Plus-Hex CLINICAL
Introduction
Hypothermia is known to cause negative effects on the cardiovascular, respiratory, endocrine and immune systems [ 1 ], and occurs due to either a decrease in heat production, an increase in heat loss, or both [ 2 ]. Heat loss can occur from four basic mechanisms:
• Convection – the transfer of heat from the body surface to air moving past the animal
• Conduction – the transfer of heat from the body to colder objects, such as table surfaces
• Radiation – the exchange of heat between the body and objects in the environment that are not in contact with the skin
• Evaporation – when moisture that is in contact with the skin or respiratory tract dissipates into the air, taking body heat with it [ 2 ].
Hypothermia
The normal body temperature for dogs ranges between 37.8 ° C and 39.2 ° C [ 3 ]. Hypothermia in dogs during general anaesthesia and surgery is very common, with studies showing that the prevalence of slight, moderate and severe hypothermia was 51.5 %, 29.3 % and 2.8 %, respectively, and that, of the animals involved, 83.6 % became hypothermic [ 3 ].
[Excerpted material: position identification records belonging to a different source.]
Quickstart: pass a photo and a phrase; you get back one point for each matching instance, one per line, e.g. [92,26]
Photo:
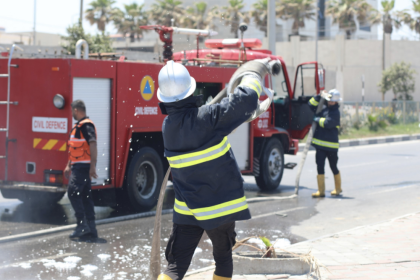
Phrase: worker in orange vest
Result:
[83,154]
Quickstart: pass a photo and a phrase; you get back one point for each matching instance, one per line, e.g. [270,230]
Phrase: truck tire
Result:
[271,165]
[144,179]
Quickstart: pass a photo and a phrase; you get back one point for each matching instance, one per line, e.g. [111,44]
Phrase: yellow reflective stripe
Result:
[36,141]
[313,102]
[201,156]
[325,143]
[50,144]
[212,212]
[321,122]
[253,84]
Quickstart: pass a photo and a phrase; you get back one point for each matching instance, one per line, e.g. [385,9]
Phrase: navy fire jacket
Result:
[326,133]
[207,181]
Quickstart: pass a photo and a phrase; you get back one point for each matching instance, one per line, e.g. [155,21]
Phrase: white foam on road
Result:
[104,257]
[87,269]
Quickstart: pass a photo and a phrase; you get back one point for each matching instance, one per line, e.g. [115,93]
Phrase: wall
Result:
[26,38]
[347,60]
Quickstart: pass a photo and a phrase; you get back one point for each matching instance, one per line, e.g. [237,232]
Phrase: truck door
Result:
[96,93]
[309,81]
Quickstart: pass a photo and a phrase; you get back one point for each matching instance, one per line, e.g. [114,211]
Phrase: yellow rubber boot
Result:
[337,181]
[321,186]
[215,277]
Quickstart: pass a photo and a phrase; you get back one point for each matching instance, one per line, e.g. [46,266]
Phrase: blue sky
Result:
[53,16]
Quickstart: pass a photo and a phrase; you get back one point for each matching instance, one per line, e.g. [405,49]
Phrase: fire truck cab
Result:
[120,98]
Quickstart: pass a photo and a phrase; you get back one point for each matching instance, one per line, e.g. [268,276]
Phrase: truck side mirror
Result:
[321,78]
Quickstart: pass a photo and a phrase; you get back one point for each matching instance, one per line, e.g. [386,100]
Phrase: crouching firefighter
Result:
[208,185]
[325,140]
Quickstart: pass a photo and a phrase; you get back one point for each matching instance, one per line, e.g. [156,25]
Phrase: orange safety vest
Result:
[79,149]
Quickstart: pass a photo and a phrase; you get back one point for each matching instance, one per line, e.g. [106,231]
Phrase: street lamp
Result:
[34,22]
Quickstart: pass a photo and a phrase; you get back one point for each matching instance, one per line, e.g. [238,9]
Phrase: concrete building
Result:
[346,61]
[26,38]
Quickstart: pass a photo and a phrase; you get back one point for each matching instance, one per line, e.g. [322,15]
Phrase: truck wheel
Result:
[144,179]
[271,165]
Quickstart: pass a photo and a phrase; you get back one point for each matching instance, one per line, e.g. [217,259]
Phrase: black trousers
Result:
[320,157]
[79,192]
[184,240]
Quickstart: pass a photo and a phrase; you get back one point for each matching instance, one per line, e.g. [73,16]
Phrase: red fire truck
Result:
[120,97]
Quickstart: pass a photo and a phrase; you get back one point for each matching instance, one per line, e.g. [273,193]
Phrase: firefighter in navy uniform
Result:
[325,140]
[208,185]
[82,163]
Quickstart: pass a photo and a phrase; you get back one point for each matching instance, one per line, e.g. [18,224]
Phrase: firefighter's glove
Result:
[326,95]
[258,67]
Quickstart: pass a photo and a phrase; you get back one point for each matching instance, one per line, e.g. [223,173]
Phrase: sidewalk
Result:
[390,251]
[370,141]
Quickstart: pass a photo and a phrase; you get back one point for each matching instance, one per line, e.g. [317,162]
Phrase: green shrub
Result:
[392,119]
[375,123]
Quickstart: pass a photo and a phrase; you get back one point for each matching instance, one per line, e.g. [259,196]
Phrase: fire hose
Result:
[260,67]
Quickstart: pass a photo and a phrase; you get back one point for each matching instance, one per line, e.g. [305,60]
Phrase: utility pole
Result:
[34,23]
[316,31]
[81,13]
[363,90]
[271,26]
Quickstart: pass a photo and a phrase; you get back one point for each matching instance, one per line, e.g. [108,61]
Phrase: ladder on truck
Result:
[7,103]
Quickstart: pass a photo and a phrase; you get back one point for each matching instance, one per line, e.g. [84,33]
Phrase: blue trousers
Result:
[80,193]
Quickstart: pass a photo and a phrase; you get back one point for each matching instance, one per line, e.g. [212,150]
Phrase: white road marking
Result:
[366,163]
[38,260]
[395,189]
[278,212]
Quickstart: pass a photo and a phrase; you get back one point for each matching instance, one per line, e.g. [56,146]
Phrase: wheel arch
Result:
[140,140]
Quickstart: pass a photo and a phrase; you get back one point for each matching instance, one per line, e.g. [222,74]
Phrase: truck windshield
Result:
[305,81]
[280,87]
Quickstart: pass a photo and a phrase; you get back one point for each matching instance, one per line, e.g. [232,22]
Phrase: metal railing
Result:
[393,112]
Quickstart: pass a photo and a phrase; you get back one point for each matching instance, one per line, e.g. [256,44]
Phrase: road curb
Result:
[204,269]
[371,141]
[70,227]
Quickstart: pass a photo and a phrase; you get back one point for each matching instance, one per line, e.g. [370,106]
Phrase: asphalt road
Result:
[380,182]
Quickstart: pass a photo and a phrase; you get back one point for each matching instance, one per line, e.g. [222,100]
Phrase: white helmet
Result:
[175,82]
[335,95]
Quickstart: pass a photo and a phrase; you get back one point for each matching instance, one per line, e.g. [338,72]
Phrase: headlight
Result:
[59,101]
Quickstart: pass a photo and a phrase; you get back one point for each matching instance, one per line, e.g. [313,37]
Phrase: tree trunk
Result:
[348,34]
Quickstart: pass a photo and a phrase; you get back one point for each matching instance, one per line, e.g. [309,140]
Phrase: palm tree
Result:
[260,15]
[164,10]
[128,21]
[389,19]
[412,21]
[298,10]
[196,17]
[233,15]
[99,13]
[345,13]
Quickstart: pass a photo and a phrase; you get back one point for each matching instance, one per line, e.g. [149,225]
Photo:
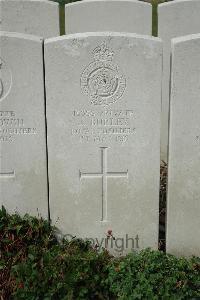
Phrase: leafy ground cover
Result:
[154,3]
[34,265]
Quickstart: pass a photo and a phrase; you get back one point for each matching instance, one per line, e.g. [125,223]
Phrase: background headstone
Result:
[23,174]
[176,18]
[183,221]
[102,15]
[37,17]
[103,118]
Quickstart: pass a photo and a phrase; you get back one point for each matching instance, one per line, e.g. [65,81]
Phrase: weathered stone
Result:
[183,222]
[176,18]
[23,174]
[103,112]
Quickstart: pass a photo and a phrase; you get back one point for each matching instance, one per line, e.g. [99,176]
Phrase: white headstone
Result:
[108,15]
[37,17]
[176,18]
[23,174]
[103,111]
[183,220]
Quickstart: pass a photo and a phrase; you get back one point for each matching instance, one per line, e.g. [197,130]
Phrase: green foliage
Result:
[34,265]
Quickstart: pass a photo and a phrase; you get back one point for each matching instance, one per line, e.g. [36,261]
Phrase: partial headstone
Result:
[23,173]
[183,221]
[176,18]
[108,15]
[103,118]
[37,17]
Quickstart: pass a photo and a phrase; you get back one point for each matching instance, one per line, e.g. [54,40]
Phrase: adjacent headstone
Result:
[176,18]
[108,15]
[37,17]
[183,221]
[103,118]
[23,173]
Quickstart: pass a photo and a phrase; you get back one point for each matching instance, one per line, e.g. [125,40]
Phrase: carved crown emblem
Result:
[102,80]
[103,53]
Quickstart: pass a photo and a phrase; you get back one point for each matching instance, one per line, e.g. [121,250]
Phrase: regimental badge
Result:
[5,79]
[102,81]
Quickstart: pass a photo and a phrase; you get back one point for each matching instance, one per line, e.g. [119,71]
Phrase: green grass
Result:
[34,266]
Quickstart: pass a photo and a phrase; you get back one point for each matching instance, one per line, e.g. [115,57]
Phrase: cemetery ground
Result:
[35,265]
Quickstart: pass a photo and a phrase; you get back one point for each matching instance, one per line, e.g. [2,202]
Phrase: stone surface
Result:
[103,116]
[37,17]
[183,235]
[102,15]
[176,18]
[23,174]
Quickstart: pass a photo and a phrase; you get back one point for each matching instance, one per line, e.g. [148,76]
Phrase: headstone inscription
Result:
[183,222]
[175,19]
[103,118]
[108,15]
[23,174]
[37,17]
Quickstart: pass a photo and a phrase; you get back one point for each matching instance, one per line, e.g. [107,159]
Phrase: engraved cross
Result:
[104,174]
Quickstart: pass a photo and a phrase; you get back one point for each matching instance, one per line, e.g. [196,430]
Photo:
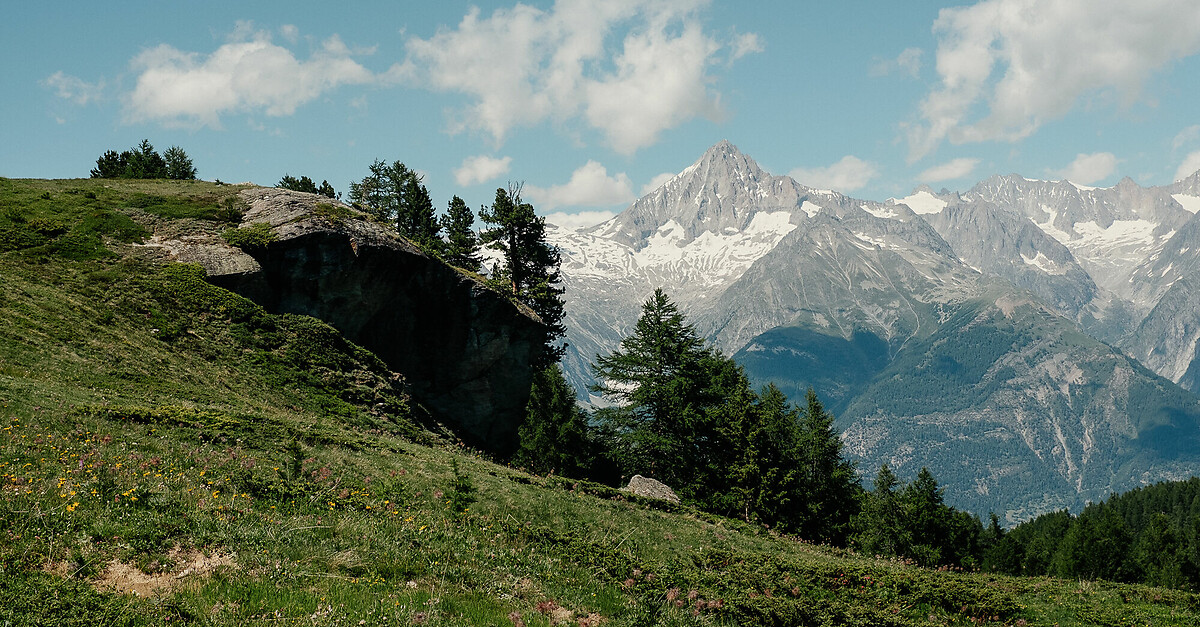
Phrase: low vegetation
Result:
[171,453]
There are two classifications of hypothermia: primary( accidental), which occurs when an animal with normal heat production is exposed to a cold environment for an extended period, and secondary, which occurs when an illness, injury or drug therapy( such as anaesthesia) alters an animal ' s ability to thermoregulate [ 4 ].
Oncken et al. [ 2 ] found that adverse effects occurred at higher temperatures in secondary hypothermia compared with primary hypothermia, and so proposed a separate classification for use in veterinary patients, which has been widely accepted [ 4 ]. The scheme classifies secondary hypothermia into the following categories [ 2 ]:
• Mild hypothermia( 36.7 – 37.7 ° C)
• Moderate hypothermia( 35.5 – 36.7 ° C)
• Severe hypothermia( 33 – 35.5 ° C)
• Critical hypothermia(< 33 ° C).
Redondo et al [ 3 ] looked at the prevalence of postanaesthetic hypothermia in 1,525 dogs and investigated its clinical predictors and consequences. The study was the first of its kind to investigate hypothermia in a large population; however, the classification that is considered more accurate for primary hypothermia was used.
Magnetic resonance imaging
Magnetic resonance imaging( MRI) is necessary in many neurological patients to investigate diseases and reach a diagnosis. It is known that maintaining normothermia in anaesthetised animals undergoing MRI investigations is difficult due to the nature of the MRI scanner.
In dogs anaesthetised for thoracolumbar hemilaminectomy surgery, Bruniges and Rioja [ 5 ] found that if an MRI was performed during the same general anaesthesia, the patient had double the risk of developing hypothermia when compared with patients that did not. There were several limitations and variable factors in this study, including different anaesthetists and anaesthetic protocols used, which could have influenced the results and the occurrence of hypothermia.
The MRI suite must remain at a low temperature to keep the magnet cool, and any electrical devices in the room must be non-magnetic and electrically non-conductive [ 1 ]. Therefore, there are limited suitable active warming techniques available for warming patients, with devices such as forced-air blankets or electrical heat pads being unsuitable, and options are limited to the use of microwaveable heat pads or hot water bottles. Active surface warming( applying heat to the surface of the animal) has been shown to be beneficial for patients with moderate to critical hypothermia; however, it must be used with care to avoid burns, as patients are unable to move away from the heat source and vasoconstricted skin cannot appropriately diffuse direct heat [ 4 ].
Passive techniques, such as wrapping the animal in bubble wrap and down-cloth blankets, have been shown by Onozawa et al. [ 6 ] to minimise the decrease in body temperature; however, this study had several limitations. The study had a relatively small sample size( 24 dogs and 26 cats) and included mostly small-breed dogs, so further investigations into the effects of body size were recommended by the authors. The study also mentions that a hot water bottle was used in both the control and heat insulation groups, so it is unknown whether the use of bubble wrap and down-cloth blankets was beneficial in itself. It could also be difficult to replicate the insulation devices used in the study.
Effects of anaesthesia on body temperature
The aims of anaesthesia( and analgesia) are to:
• Prevent awareness of, and response to, pain
• Restrain and immobilise the animal and relax the skeletal muscles, when this is required
• Achieve both of the above without jeopardising the life and safety of the animal before, during and after anaesthesia [ 7 ].